Après trois années de bataille judiciaire, la Sacem belge a obtenu gain de cause contre Tiscali, le FAI racheté depuis par Scarlet. La Sabam a fait condamner le FAI au filtrage obligatoire du P2P sur son réseau Internet, ouvrant la brèche vers la fin de la neutralité des fournisseurs d'accès.

Sabam fait condamner Scarlet« Evidemment, les chances de succès de SABAM sont plus que minces« , écrivions-nous en 2004 au moment où la société de gestion collective belge a porté plainte contre le FAI Tiscali pour l’obliger à mettre en place un filtrage sur les réseaux P2P. Belle plantade qui nous rappelle qu’il ne faut pas faire de paris avec la justice. Car trois ans plus tard, la SABAM a finalement gagné.

Par un jugement du 29 juin rendu public cette semaine, le tribunal de grande instance de Bruxelles a donné raison a la Société Belge des Auteurs, Compositeurs et Editeurs, en exigeant du fournisseur d’accès Tiscali (devenu Scarlet entre temps) « qu’il adopte une des mesures techniques avancées par l’expert pour empêcher les internautes de télécharger illégalement le répertoire musical de la SABAM via les logiciels P2P« . La justice belge avait en effet désigné un expert fin 2004 pour donner son avis sur la faisabilité d’un filtrage sur le réseau de Tiscali pour empêcher le téléchargement d’œuvres du répertoire de la SABAM. « Dans son rapport déposé le 3 janvier dernier, ce dernier a notamment dégagé 11 solutions de blocage ou de filtrage des systèmes de P2P, parmi lesquelles sept sont applicables au réseau de TISCALI (SCARLET)« , indique la société d’auteurs pour expliquer la décision qui lui est favorable.

Aucun argument du FAI reçu par le tribunal

Le tribunal n’a retenu aucun des arguments avancés par le FAI en matière de droit à la vie privée, droit au secret de la correspondance et droit à la liberté d’expression Le tribunal n’a pas non plus jugé que le filtrage opposé était contraire à la législation sur le commerce électronique, qui selon Tiscali lui interdisait de mettre en place une surveillance généralisée des réseaux P2P. Enfin le tribunal n’a pas non plus pris en compte l’argument selon lequel l’imposition d’un filtre allait lui faire perdre la qualité de simple intermédiaire de transporteur de données, qui l’exonère de responsabilité par la volonté du législateur.

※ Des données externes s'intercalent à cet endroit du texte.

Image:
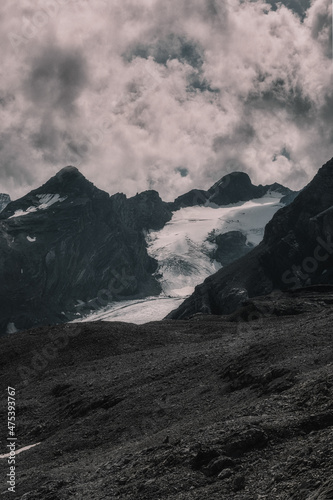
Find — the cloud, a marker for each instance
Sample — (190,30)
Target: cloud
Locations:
(164,95)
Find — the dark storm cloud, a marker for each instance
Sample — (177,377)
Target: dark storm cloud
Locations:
(182,171)
(139,94)
(56,78)
(242,134)
(171,47)
(298,6)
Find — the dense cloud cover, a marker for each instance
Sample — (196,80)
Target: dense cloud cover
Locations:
(168,95)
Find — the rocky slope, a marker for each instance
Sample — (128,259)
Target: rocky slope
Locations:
(296,250)
(236,407)
(4,200)
(232,188)
(69,247)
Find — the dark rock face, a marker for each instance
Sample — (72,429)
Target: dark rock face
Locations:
(296,251)
(69,247)
(230,246)
(4,200)
(232,188)
(205,409)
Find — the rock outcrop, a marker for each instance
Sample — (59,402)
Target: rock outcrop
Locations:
(68,247)
(4,200)
(296,251)
(232,188)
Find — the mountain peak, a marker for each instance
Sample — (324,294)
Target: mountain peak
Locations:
(69,181)
(69,171)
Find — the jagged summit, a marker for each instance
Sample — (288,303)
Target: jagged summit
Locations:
(70,181)
(231,188)
(4,200)
(297,251)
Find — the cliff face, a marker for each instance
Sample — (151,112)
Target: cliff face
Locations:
(68,247)
(296,250)
(4,200)
(232,188)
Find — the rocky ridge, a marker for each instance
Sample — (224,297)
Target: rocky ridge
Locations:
(4,200)
(69,248)
(296,251)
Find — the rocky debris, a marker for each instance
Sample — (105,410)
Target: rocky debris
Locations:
(126,411)
(230,246)
(296,251)
(69,248)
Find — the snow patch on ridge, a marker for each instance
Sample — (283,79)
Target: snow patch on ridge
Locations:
(183,254)
(45,201)
(181,247)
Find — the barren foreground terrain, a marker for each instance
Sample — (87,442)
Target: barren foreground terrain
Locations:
(231,407)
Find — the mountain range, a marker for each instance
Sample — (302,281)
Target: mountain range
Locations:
(69,248)
(296,251)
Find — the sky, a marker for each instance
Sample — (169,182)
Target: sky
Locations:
(164,94)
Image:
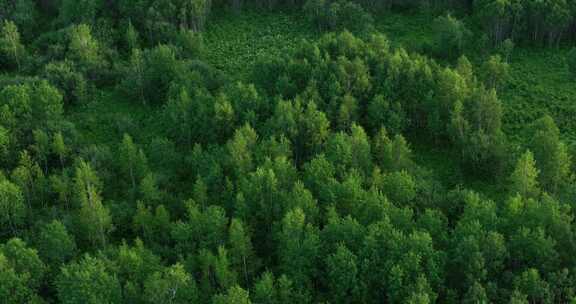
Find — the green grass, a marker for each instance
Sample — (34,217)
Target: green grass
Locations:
(539,84)
(109,115)
(235,42)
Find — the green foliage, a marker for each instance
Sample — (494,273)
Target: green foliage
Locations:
(55,244)
(88,281)
(339,168)
(172,285)
(11,49)
(338,15)
(452,36)
(12,205)
(571,62)
(524,179)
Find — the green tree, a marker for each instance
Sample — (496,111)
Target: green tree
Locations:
(59,147)
(55,244)
(131,37)
(571,62)
(83,48)
(524,179)
(496,72)
(13,285)
(550,153)
(240,248)
(11,48)
(171,285)
(452,35)
(88,281)
(234,295)
(12,207)
(342,271)
(76,12)
(132,161)
(93,217)
(299,247)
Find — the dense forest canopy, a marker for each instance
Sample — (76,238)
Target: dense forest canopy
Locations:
(297,182)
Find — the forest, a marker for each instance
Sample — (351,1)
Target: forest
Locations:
(287,151)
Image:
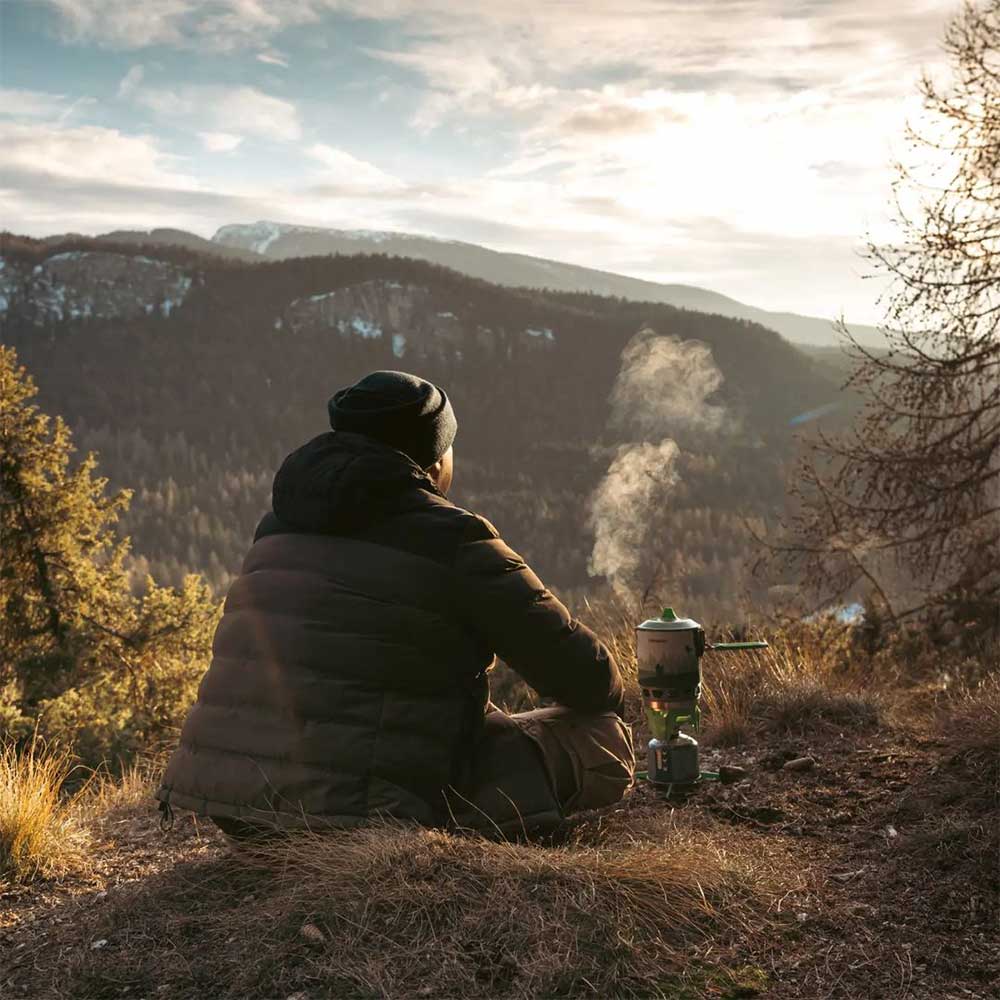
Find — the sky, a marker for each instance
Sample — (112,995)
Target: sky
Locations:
(739,145)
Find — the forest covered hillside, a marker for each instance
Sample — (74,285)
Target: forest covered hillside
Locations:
(280,241)
(192,377)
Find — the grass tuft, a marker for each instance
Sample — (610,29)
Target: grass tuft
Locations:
(39,830)
(394,911)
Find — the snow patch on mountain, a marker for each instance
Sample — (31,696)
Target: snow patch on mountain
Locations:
(408,317)
(259,236)
(80,284)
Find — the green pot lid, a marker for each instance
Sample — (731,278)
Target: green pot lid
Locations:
(669,622)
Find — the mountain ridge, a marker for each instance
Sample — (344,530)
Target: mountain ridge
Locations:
(281,241)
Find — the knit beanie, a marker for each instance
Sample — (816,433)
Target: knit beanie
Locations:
(401,410)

Pour le moment la réponse technique apportée par l’expert reste évasive dans le communiqué de la Sabam. « Les solutions identifiées par l’expert sont des « instruments techniques » qui se limitent à bloquer ou à filtrer certaines informations transmises sur le réseau de TISCALI« , et « la mesure de blocage a un caractère purement technique et automatique« , indique la société de gestion collective. Il faudra voir dans les faits si le système se contente effectivement de bloquer les transmissions de chansons protégées par la Sabam (et si oui comment), ou si le filtre condamne plus largement les communications en P2P.

Aux termes du jugement, Tiscali/Scarlet doit « faire cesser les atteintes au droit d’auteur en rendant impossible toute forme, au moyen d’un logiciel P2P, d’envoi ou de réception par ses clients de fichiers électroniques reprenant une œuvre musicale du répertoire de la SABAM« . Le fournisseur d’accès dispose de 6 mois pour se conformer et communiquer à la Sabam les moyens techniques mis en place, avec au delà une astreinte de 2500 euros par jour.

Naïve, la Sabam se gargarise et indique que selon elle, « si tous les fournisseurs belges d’accès à Internet adoptaient les mesures techniques proposées par le rapport d’expertise afin que les logiciels P2P ne puissent plus être utilisés pour échanger des œuvres protégées, il serait mis fin, pour ce qui concerne la Belgique, au trafic illicite« .

Tout comme pour le spam, aucun filtre anti-piratage ne peut pourtant être réellement efficace, sauf à condamner dans son ensemble toutes les communications Internet. Quelle sera la sanction pour Scarlet si le filtre mis en place n’est pas assez efficace et laisse passer des titres gérés par la Sabam ? Pour se prémunir totalement, Scarlet devra ratisser large et filtrer probablement au delà de ce qui doit l’être. C’est bien cette dérive possible vers une censure élargie des communications qui doit inquiéter à travers ce jugement.